Thanks to advanced stats, Heyward barely trails the Marlins’ Stanton in WAR (wins above replacement). His elite defensive skills in right field beef up his 5.9 WAR, good for second to Miami’s Giancarlo Stanton who is at 6.1. Stanton lags behind Clayton Kershaw, who leads all National League players with a 6.6 WAR.
Different parties emerge when it comes to pitchers winning MVP awards. But what if the hurler’s numbers are too scintillating and overwhelming to ignore in favor of position names? The 26-year-old Texan is posting numbers to please traditional and modern era baseball observers.
Kershaw has 15 wins, a 1.82 ERA, 0.83 WHIP (walks and hitter per inning pitched), and 184 strikeouts with 21 total walks. Opponents are hitting a meager .194 average off him. His six complete games lead all of baseball.
He missed six weeks due to a strained back muscle. He made no April starts and media outlets rumored his back problems could linger for the whole season. The Los Angeles Dodgers were two games above .500 without Kershaw. Once he rejoined his team in May, the Dodgers have played 13 games over .500.
The left-hander endured his worst start in his third start back on May 17. Arizona knocked him around for six hits and seven earned runs in less than two innings. People surmised Kershaw’s back wasn’t entirely healed, that he was due for another disabled list stint. He’s baffled opposing lineups in 17 subsequent outings.
Kershaw hasn’t permitted over three earned runs in any start. He threw a perfect game on June 18 in a home victory against Colorado. It was officially a 15-strikeout no-hitter because of Hanley Ramirez’s bumbling throwing error. Kershaw’s 15 punch outs tied Warren Spahn for the most ever by a left-hander in a no-hitter. Only the incomparable Nolan Nyan’s 17 K’s in 1973 and 16 K’s in 1991 bested him for the most since 1900.
It’s no coincidence just 10 pitchers have won the MVP dating back to 1956. That was the year of the first Cy Young Award. Baseball has reverted back to a lower scoring game. Attribute it to less players using PEDs and a higher number of flamethrowers in starting and relief positions. The ratio of MLB’s best players has swayed more towards guys on the mound.

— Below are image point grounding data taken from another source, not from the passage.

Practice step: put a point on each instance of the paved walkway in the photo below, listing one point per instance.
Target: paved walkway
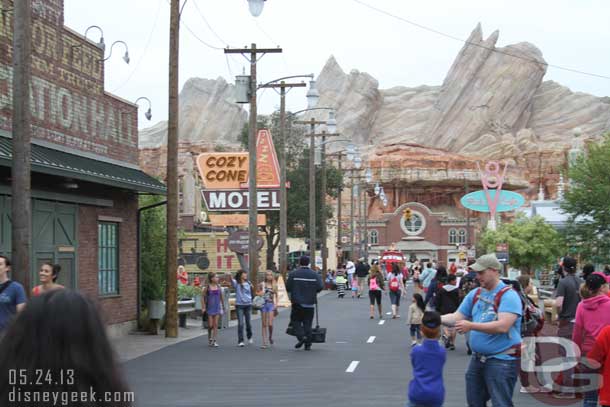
(364, 363)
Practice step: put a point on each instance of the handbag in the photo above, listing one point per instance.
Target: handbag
(258, 302)
(318, 335)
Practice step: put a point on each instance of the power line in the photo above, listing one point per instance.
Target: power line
(492, 49)
(144, 52)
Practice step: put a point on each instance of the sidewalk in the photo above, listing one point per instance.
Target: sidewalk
(139, 344)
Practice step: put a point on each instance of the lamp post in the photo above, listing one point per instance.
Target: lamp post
(331, 126)
(283, 255)
(252, 55)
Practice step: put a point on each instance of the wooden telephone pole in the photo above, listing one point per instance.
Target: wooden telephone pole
(252, 55)
(21, 207)
(171, 295)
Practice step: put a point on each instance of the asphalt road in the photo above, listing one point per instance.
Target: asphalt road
(192, 374)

With that reality setting in, qualified award voters probably need to avoid ostracizing pitchers and acknowledge ones who simply ravage lineups every fifth day. It feels like there is a more of a reluctance to give a pitcher MVP than general acceptance. Pitching has overtaken baseball for at least a half decade, so granting MVPs to truly elite ones should not be deemed taboo.
Front line National League starters Johnny Cueto and Adam Wainwright have been very impressive themselves in 2014. They are well qualified for Cy Young votes. Each have made seven and five more starts than Kershaw respectively. However, Cueto and Wainwright’s impressive numbers pale in comparison to his through August.
The one blemish on Los Angeles’ ace is a one month injury absence, which undoubtedly influence some voters’ selections. It’s relative to critiquing beauty Jennifer Lopez for having a few chipped fingernails. Kershaw has more than made up for it by steamrolling all lineups at a historic pace. One additional month at this rate and Kershaw should be in line to duplicate what Justin Verlander accomplished three years ago.